15. An apparatus for intelligent call graph generation, the apparatus comprising:
a communications fabric;
a memory connected to the communications fabric, wherein the memory contains computer executable program code;
a communications unit connected to the communications fabric;
an input/output unit connected to the communications fabric;
a display connected to the communications fabric; and a processor unit connected to the communications fabric, wherein the processor unit executes the computer executable program code to direct the apparatus to:
receive a request to build a call graph to form a received request;
receive a source code associated with the received request;
receive configuration options;
determine whether an entry point for the call graph is identified in the source code;
responsive to a determination that the entry point for the call graph is identified, analyze dependencies in the source code;

identify exclusions in the source code using the analyzed dependencies to form identified exclusions;

determine whether analysis required to build a compact call graph is complete;
and responsive to a determination that analysis required to build a compact call graph is complete, generate the compact call graph without the identified exclusions.
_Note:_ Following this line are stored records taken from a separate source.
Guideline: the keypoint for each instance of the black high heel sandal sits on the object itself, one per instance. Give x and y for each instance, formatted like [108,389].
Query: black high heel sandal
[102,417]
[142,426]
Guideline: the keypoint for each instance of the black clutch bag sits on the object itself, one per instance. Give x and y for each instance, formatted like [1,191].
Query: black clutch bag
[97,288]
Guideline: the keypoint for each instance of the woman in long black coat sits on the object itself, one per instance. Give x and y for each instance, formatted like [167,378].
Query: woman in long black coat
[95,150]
16. The apparatus of claim 15 wherein the processor unit executes the computer executable program code to receive configuration options further directs the apparatus to:
receive configuration options from a file, from a user response to a prompt in a user interface or a combination thereof.

17. The apparatus of claim 15 wherein the configuration options comprise a set of options including a preliminary exclusion list based on previous heuristics for the source code and selection criteria for selecting functions, function types, libraries and members within libraries.

18. The apparatus of claim 15 wherein the processor unit executes the computer executable program code to determine whether an entry point for the call graph is identified in the source code further directs the apparatus to:

receive a configuration option specifying an entry point as a named element;
and search for the named element in the source code.

19. The apparatus of claim 15 wherein the processor unit executes the computer executable program code to analyze dependencies in the source code further directs the apparatus to:
receive additional information provided from a data flow engine to augment the information of the source code, wherein the information includes reaching definitions and conditional branching information providing a context of use for the source code.

20. The apparatus of claim 17 wherein the processor unit executes the computer executable program code to identify exclusions in the source code using the analyzed dependencies to form identified exclusions further directs the apparatus to:
combine the preliminary exclusion list from the configuration options with the analyzed dependencies.